McCain's character, style make Congress stronger
Add our voice to the flood of hope-filled and heart-felt expressions of support that continues to rush westward to Arizona’s senior U.S. Sen. John McCain, diagnosed this week with glioblastoma, an aggressive brain tumor.
U.S. Sen. Sherrod Brown, a progressive Democrat from Cleveland, wrote, “John has more fight in him than anyone I know, and I look forward to having him back in the Senate soon. Connie [his wife] and I are thinking of John and his family as we wish him a full recovery.”
Likewise, U.S. Sen. Rob Portman, a conservative Republican from the Cincinnati area, also publicly wished McCain well: “Jane & I are sending our love and prayers to @SenJohnMcCain & Cindy [McCain’s wife] tonight. We know he will prevail in this fight.”

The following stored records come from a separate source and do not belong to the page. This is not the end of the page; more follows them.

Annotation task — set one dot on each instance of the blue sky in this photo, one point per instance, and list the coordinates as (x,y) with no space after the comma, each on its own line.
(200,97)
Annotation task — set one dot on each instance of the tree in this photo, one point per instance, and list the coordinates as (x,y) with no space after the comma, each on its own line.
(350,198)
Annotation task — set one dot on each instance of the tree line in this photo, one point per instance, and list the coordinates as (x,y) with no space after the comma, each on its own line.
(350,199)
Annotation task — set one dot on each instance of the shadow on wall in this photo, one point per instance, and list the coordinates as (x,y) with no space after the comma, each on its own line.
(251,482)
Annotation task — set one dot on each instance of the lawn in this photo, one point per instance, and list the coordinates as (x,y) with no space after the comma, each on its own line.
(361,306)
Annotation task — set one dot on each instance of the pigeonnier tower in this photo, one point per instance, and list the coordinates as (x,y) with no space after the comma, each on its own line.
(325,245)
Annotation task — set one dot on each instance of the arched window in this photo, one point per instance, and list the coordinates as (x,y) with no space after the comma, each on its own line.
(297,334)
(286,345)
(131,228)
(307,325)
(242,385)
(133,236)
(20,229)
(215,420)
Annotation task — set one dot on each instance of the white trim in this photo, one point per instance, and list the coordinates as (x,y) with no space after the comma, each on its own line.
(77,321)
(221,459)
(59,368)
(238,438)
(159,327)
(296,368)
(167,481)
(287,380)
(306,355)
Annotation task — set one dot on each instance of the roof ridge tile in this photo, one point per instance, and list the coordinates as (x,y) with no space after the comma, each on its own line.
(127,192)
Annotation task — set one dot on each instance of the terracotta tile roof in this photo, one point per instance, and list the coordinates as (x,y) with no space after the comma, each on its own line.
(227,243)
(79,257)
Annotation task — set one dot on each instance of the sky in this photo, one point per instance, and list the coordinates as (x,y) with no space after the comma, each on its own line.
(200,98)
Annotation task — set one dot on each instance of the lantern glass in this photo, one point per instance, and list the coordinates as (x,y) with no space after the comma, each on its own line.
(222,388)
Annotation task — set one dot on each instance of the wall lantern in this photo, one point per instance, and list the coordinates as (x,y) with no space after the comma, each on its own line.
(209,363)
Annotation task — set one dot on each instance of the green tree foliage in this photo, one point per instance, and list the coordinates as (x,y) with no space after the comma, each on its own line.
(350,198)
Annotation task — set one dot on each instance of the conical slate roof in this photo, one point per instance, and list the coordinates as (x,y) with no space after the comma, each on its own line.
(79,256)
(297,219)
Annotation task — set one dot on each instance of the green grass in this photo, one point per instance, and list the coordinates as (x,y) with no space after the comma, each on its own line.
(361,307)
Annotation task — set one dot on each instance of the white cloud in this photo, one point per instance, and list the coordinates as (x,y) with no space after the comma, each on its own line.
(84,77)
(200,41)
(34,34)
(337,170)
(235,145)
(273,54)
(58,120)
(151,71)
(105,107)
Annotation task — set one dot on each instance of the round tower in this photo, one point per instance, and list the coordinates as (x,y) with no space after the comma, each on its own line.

The nearly identical respect and admiration shown by Brown and Portman toward McCain, the Grand Old Party’s 2008 presidential nominee, serve as an apt microcosm of the broad-based nationwide outpouring of respect and sincere good wishes for the senator and his family at this most difficult time.
The otherwise hearty 80-year-old was hospitalized July 14 for treatment of a blood clot. During that treatment, doctors detected the brain cancer and performed emergency surgery to successfully remove it. But McCain is far from out of the woods.
That ruthless and unforgiving brain cancer oftentimes returns, as it did in 2009 with U.S. Sen. Ted Kennedy and in 2015 with Beau Biden, son of former Vice President Joe Biden, before ultimately taking their lives.
Yet in the true indomitable McCain spirit, the senator will have none of any doomsday talk. In a Twitter posting on Thursday, in fact, he warned his fellow members of the upper chamber of Congress: “I greatly appreciate the outpouring of support – unfortunately for my sparring partners in Congress, I’ll be back soon, so stand-by!”
That in-your-face retort typifies McCain’s firebrand demeanor of fighting tooth and nail for something he believes in. It complements his other productive qualities of maturity, cooperation and resilience.
Sadly, those critical prerequisites for successful statesmanship have been sorely lacking in recent years from Congress and the entire Washington power structure. The sooner McCain recovers sufficiently to return to Capitol Hill, the sooner his status as a role model for true bipartisanship and patriotism can resume.
Take his maturity. Unlike many of his colleagues on both sides of the political aisle, McCain rarely stoops to ad hominem attacks and juvenile name-calling. When he disagrees – and he disagrees often – with Democrats and those of his own party, he generally does so with logic, reason and civilized discourse. His numerous biting criticisms of President Donald J. Trump’s behavior and style serve as foremost cases in point.
That quality feeds directly into his spirit of compromise and bipartisanship. Though he will battle vociferously for causes he believes in, he also will – when appropriate for progress – sit down with opponents and forge plans based on give and take.
A RESILIENT AMERICAN HERO
Finally, take McCain’s resilience. Perhaps nothing better illustrates that trait than his grueling military service. As many recall, the former U.S. Navy aviator was shot down, seriously injured, and captured as a prisoner of war by the North Vietnamese in 1967. For the next 5 1/2 years, McCain was subjected to unrelenting torture yet refused an offer to be freed early out of fairness to his other captured comrades.
That same resilience and sense of fairness has served him and the nation well in his 34 years in the U.S. Congress.
Though we have not always agreed with the policy directions that McCain has driven, we have long respected his stature as a hero and a statesman. Even in our October 2008 endorsement of his Democrat opponent Barack Obama for president, The Vindicator offered this noteworthy concession: “John McCain has performed with distinction in military service and in Congress.”
Few could disagree that Congress today desperately needs that distinctive brand of bipartisanship and maturity to move forward. As such, we wish McCain Godspeed and look for his signature fighting spirit to once again marshal the requisite will and strength to conquer this latest adversity to cross his path.